|John 11:45-54||Read Online|
But some of them went to the Pharisees and told them what Jesus had done.
Lazarus had just been raised from the dead. That they celebrated is an understatement. You could hear the screams and cheers and worship six villages away.
In that moment, many people gave their hearts to Jesus. I mean, wouldn't that be enough? And there were a few more this moment impacted, but not as you’d think. I wonder if they even uttered a sound—at least there.
Why? Because the power Jesus possessed threatened them and their rules. That kind of power will always either be threatening or liberating, depending on the state of our hearts.
They ran to the Pharisees to announce what Jesus had just done, knowing what would happen. The Pharisees were never recognized for their subtlety. Yet, it’s not the following actions of the Pharisees or Caiaphas that leaves me stuck.
I’m stuck here. I’m stuck at a person's ability to see the manifest power of something as great as Lazarus being raised from the dead and yet not see the holy in it. And this is where I find my own heart in its struggle.
How many times have I missed the holiness of God? How many times, in the things that surround me—the beauty of nature, a child's baptism, a kind word from my husband, the nearness of a friend, the hurting world that surrounds me calling for the Jesus in me—has my heart missed the holiness of such moments?
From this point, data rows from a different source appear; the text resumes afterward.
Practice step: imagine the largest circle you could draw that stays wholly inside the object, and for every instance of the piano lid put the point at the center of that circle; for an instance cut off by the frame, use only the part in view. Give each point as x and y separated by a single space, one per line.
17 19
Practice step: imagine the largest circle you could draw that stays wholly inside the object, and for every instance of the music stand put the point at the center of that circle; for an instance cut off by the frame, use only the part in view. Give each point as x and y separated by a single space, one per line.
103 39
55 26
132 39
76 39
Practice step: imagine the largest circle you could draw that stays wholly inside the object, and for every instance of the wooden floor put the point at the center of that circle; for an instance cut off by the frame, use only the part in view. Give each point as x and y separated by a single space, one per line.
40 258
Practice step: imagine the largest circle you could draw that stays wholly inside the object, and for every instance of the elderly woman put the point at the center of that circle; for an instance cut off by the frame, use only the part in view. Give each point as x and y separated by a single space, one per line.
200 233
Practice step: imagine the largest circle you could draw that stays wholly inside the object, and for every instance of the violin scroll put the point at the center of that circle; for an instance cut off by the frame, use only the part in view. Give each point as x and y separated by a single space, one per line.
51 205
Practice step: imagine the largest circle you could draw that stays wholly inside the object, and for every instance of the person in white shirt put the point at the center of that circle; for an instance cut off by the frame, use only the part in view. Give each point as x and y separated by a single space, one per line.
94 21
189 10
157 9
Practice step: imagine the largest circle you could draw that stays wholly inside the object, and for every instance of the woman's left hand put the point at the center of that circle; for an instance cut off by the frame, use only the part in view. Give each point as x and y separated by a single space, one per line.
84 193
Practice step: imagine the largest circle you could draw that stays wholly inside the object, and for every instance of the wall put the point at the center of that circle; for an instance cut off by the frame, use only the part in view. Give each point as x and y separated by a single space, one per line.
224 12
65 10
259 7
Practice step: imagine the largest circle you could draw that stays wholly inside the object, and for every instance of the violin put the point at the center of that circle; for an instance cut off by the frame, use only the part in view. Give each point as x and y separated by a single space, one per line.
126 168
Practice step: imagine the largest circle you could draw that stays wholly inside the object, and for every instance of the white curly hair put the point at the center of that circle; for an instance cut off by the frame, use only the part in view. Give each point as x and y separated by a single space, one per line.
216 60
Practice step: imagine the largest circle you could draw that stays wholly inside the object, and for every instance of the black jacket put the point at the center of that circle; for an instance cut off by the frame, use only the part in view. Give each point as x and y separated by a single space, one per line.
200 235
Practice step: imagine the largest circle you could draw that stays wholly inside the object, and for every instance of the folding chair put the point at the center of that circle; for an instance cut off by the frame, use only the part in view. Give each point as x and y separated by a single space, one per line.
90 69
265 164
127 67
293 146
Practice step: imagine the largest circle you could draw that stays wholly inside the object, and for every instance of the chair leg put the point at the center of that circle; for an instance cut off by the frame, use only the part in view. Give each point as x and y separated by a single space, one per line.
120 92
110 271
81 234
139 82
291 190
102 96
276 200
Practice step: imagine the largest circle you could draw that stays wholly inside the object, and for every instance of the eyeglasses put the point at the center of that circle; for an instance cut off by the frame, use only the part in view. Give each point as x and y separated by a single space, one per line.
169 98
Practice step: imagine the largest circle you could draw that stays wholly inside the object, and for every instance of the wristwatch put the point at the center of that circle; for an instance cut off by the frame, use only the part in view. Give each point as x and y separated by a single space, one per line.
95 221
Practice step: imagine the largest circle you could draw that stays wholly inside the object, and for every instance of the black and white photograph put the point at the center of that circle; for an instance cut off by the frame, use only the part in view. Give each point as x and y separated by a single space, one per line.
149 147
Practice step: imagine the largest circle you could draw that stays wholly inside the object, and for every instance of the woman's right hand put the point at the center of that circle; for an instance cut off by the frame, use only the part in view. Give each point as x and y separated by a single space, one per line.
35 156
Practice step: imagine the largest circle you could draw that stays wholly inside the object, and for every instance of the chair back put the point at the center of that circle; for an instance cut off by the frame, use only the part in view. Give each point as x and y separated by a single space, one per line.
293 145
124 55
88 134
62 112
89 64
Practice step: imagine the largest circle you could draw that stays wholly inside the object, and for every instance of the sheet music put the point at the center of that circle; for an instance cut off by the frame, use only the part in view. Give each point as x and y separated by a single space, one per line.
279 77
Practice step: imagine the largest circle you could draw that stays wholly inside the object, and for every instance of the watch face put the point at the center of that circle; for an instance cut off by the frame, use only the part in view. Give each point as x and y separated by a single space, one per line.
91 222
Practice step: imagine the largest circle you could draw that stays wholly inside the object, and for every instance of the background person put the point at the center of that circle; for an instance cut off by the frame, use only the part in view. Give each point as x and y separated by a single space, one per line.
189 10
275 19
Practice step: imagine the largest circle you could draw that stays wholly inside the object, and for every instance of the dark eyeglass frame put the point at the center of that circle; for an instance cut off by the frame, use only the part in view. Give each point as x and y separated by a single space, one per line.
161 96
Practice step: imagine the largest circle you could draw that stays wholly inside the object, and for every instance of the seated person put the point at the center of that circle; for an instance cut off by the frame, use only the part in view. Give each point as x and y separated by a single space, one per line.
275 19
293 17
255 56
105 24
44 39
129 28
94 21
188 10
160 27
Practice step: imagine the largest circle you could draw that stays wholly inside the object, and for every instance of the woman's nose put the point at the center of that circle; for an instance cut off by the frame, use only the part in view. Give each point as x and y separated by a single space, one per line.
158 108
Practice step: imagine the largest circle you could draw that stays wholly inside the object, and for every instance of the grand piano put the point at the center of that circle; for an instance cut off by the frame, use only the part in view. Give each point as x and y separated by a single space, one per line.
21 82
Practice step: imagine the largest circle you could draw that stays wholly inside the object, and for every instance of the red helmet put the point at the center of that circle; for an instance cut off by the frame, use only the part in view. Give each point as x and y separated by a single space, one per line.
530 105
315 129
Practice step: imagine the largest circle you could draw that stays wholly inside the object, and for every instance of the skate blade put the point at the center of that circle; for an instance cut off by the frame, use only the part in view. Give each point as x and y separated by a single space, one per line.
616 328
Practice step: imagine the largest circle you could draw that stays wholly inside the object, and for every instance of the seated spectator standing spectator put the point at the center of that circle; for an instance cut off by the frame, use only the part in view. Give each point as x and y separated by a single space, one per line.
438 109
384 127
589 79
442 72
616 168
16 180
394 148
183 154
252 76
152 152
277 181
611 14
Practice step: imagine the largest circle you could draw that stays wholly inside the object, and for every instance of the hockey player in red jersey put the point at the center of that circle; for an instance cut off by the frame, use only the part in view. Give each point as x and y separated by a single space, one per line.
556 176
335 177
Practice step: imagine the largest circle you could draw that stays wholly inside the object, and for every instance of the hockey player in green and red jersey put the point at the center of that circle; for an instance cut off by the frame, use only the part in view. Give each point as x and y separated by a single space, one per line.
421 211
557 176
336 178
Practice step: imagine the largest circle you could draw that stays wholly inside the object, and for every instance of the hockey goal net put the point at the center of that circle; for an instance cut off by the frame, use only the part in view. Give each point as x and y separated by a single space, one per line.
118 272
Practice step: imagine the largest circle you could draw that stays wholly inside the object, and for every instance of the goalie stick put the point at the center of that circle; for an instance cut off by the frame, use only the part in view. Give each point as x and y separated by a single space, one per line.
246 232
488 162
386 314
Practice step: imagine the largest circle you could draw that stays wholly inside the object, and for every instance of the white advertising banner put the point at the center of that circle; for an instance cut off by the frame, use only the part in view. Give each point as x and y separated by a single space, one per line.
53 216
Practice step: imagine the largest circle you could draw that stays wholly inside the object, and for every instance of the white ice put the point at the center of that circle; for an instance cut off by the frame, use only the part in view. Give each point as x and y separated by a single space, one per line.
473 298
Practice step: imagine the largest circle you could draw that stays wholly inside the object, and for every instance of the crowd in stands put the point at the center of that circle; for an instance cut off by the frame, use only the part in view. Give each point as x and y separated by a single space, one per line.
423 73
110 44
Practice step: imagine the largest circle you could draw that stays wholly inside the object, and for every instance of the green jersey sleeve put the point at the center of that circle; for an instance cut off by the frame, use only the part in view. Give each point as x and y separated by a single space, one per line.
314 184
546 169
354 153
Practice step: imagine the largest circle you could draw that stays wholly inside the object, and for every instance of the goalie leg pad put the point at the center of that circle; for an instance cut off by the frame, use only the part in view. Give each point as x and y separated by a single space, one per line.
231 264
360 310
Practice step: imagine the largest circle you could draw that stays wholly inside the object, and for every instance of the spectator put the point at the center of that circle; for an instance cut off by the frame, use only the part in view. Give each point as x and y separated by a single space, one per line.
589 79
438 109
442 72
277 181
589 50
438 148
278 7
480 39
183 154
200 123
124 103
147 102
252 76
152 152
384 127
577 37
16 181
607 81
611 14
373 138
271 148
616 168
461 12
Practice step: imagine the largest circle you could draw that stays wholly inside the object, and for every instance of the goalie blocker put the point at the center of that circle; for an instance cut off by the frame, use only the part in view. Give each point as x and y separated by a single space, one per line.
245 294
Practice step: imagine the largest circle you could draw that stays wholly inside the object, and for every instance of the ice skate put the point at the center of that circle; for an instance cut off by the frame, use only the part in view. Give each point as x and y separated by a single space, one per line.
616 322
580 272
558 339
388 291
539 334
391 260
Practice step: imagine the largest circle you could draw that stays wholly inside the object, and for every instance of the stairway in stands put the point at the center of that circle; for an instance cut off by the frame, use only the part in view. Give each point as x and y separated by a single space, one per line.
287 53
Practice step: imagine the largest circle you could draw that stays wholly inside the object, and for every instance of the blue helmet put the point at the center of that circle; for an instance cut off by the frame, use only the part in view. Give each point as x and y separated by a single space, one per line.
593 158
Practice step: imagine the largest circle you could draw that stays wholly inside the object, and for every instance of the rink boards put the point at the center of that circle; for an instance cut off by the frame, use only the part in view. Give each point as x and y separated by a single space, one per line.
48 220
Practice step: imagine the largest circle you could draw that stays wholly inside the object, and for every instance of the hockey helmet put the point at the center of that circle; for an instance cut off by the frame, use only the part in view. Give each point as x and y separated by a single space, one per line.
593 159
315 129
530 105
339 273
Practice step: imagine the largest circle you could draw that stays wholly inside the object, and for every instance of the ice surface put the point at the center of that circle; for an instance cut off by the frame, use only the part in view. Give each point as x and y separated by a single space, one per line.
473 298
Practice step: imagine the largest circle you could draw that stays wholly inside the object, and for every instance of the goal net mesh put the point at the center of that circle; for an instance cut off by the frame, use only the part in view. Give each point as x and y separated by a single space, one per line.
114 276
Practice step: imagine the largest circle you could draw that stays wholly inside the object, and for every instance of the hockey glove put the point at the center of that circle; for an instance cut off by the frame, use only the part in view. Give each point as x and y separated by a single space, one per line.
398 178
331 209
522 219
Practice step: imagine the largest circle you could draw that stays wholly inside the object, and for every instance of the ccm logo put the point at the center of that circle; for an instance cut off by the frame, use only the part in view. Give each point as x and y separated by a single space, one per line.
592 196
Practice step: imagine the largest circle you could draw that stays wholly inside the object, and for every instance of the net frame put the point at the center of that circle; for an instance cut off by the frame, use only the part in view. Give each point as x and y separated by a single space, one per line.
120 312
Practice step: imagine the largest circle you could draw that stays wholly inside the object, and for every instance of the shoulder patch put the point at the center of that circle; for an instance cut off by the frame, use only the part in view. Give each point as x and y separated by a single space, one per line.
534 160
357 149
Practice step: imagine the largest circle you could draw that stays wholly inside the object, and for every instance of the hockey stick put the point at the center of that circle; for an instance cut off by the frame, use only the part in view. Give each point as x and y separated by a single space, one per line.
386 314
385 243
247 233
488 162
Missing it can be for so many reasons—my prejudices, skepticism, doubt, pride, disconnect, or distraction. Of all the players on this stage, in this moment of history, the saddest to me are these.
The Pharisees were what they were. Caiphas, the high priest, was so clueless that God had used the words that came out of his mouth. But these people saw the miracle.
The people watched a man who had been dead for three days walk out of a tomb without a stench on him. And yet, something in their hearts was so hardened, so wrecked, that they not only missed the holy, they accused the Healer.
Oh, what an enemy we have. To think, we can not only miss the holy moments. He can shut our hearts down to such degrees that we also accuse the Healer of not doing it right, of getting it wrong, of threatening something that matters to us, of not performing according to our picture or the way we thought our life should unfold.
In life's holy moments, I’ve seen everyone in the room celebrate. But I’ve also noticed the one or two who don't only miss that holy moment, but also find it abase in some way. They see it as a set-up, a missed opportunity, or as something unholy. They think God either got it wrong or everyone else in the room did.
Would they have rather seen Lazarus stay in the grave? Would they have rather seen Mary and Martha continue to grieve? Would they have rather watched Jesus hold back His plan and purpose to fulfill their arrogance—an arrogance that only they get it right and have sole reign on what’s of God and what isn't?
Look who they took their accusation of Jesus to. They took it to the Pharisees, a group so attached to the spirit of the law that they missed the fulfillment of the law when He stood in front of them.
Rules are good. The Ten Commandments are a gift. But without the love of Jesus, we miss the beauty of His holiness.
There are many people who never miss a tithe check, a Sunday School class, or a Sunday service, but they’ve missed Jesus time and time again. Why? Because their hearts have believed the lie that God wants us to get it right.
If this were true, there would’ve never been a need for Jesus. He came because God knew how exceptionally wrong we would get it—time and time and time again.
So if this is our belief, and it’s based in a lie from the enemy, then the measure of what is right is a measure we created. And no one, not even us, will ever be able to live up to our own standards.
In this season, as we greet summer, as we head off to mountains or beaches, as we watch our children ride bikes and hear their laughter, as we take a respite from the distractions of this world, may we not miss the holy moments Jesus offers.
May we surrender our pride, pictures, and desire to get it right and discover that He died because we’re incapable of ever being right enough. Somewhere a Lazarus is being raised. May we rejoice in it—loudly.
- When’s the last time you saw something God did that should’ve taken your breath away? What was your response?
- Do you have a picture of what your life needs to look like? Of how God should move? What would it be?
- Are you willing to surrender your picture for His? Your way for His? Your thoughts for His thoughts? What would surrendering those things look like?